やがて、ダンジョンは急に開け、巨大な空間へと出た。そこには、何かの儀式に使われていたかのような、古びた祭壇があった。そして、祭壇の中央には、黒い影がゆらゆらと揺らめいていた。


白風「あれは…まさか…」


白風が息をのむ。俺は警戒しながら、その影に近づいた。影はゆっくりと形を成し、やがて一人の男の姿になった。全身を分厚いマントで覆い、その下からは異常なほどの重厚さを感じさせる。男は武器を持っておらず、ただ静かにそこに立っていた。


そして、俺たちの前に表示されたシステムメッセージが、その男の正体を明らかにした。


『「黒キ彗星・マヴロス、データ戦、戦闘開始』


白風「…どうしてここに、マヴロス…のデータが…?」


白風が呟く。マヴロスとは、このゲームの伝説級プレイヤーの一人で「黒キ彗星」と呼ばれているのだと、白風から聞いたことがあった。その彼が、なぜここに…。

そういえば…ああ、風銀が会いに行けって言ってたのはこの人か!


マヴロス(のデータ)は、俺たちの存在に気づくと、ゆっくりと構えをとった。その姿からは、ただならぬ圧力が放たれていた。


「…やるしかないのか」


俺が覚悟を決めると、白風も弓を構え、俺の隣に並んだ。


白風「うん、やろう。でも、多分勝てないから、やられそうになったらすぐに逃げるんだよ…。」


俺たちはマヴロスのデータに挑んだ。俺はスキル「スラッシュ」を連発し、白風は弓で援護する。しかし、マヴロスの動きは俺たちの想像をはるかに超えていた。

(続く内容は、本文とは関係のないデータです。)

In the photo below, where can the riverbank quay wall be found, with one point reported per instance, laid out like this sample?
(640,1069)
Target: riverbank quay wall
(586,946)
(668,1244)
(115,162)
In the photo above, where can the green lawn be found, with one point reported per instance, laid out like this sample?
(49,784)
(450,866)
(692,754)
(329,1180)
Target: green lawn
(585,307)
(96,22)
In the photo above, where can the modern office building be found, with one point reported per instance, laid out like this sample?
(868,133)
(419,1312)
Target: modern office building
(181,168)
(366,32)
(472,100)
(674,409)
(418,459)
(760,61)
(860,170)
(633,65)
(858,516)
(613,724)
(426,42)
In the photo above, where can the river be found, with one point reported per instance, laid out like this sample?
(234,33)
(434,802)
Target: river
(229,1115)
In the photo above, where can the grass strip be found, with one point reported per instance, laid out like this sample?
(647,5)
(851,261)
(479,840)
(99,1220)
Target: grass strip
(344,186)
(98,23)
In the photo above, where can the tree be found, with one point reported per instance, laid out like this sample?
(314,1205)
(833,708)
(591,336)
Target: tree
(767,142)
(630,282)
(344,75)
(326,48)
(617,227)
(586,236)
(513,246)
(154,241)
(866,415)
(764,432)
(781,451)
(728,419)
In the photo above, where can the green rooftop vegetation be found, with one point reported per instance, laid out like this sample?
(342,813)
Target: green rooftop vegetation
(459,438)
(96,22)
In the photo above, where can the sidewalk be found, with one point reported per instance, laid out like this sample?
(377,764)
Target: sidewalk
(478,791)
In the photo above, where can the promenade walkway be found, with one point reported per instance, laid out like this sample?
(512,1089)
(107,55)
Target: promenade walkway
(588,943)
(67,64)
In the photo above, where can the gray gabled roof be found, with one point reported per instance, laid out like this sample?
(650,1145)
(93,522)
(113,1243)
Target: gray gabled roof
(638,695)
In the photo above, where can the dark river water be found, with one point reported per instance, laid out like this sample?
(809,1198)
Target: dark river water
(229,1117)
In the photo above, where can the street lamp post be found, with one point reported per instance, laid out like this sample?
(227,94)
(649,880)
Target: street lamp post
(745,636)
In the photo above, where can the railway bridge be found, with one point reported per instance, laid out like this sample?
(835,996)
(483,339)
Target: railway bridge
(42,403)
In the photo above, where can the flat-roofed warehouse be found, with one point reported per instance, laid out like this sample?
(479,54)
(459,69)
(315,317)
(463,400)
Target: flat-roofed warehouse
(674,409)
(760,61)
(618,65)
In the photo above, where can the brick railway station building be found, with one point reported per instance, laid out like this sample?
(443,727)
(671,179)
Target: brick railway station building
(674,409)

斬撃はマントに弾かれ、弓矢は彼に当たる前に空中で弾き飛ばされる。マヴロスは軽々と俺たちの攻撃をかわしながら、一歩、また一歩と距離を詰めてくる。そして、俺の目の前から消えたかと思うと、一瞬で俺の背後に回り込み、拳を振り上げた。


白風「っ…!速い!」


俺は白風の声を聞き、咄嗟に飛び退いたが、マヴロスの拳が振るわれた瞬間、その風圧だけで俺は吹き飛ばされた。背中を壁に打ち付け、激しい痛みが走る。たった一撃で俺のHPは赤色に点滅した。


「ぐっ…あ…ッ!」


俺は地面に倒れ込み、立ち上がろうとするが、体が思うように動かず、起き上がるのに手こずってしまった。しかし、マヴロスは俺に止めを刺すことはせず、ただただ静かにこちらを窺っていた。


白風「私はこっちよ!」


俺が起き上がるまで白風が注意を引いてくれたが、彼女の渾身の射撃はマヴロスのデコピンの様な動作で全て弾かれてしまった。


白風「もう無理かな…オーゼス、逃げるよ!」


白風の声を聞いたマヴロスは突然両手を広げ、マントが翻り、方足を大きく上に上げた。露わになった胴体はマントの上からでは想像出来ないほどの細さで、瞬く間に振り下ろされた足が地面に付いたその瞬間、洞窟全体が激しく揺れ、まともに立てて無かった俺は再び地面に伏せてしまった。


すぐに白風が俺の腕を掴み、ダンジョンの入り口方面へと引きずっていく。俺は彼女に引っ張られながら、背後のマヴロスの姿を振り返る。彼は、何も言わず、ただ静かにそこに立っていた。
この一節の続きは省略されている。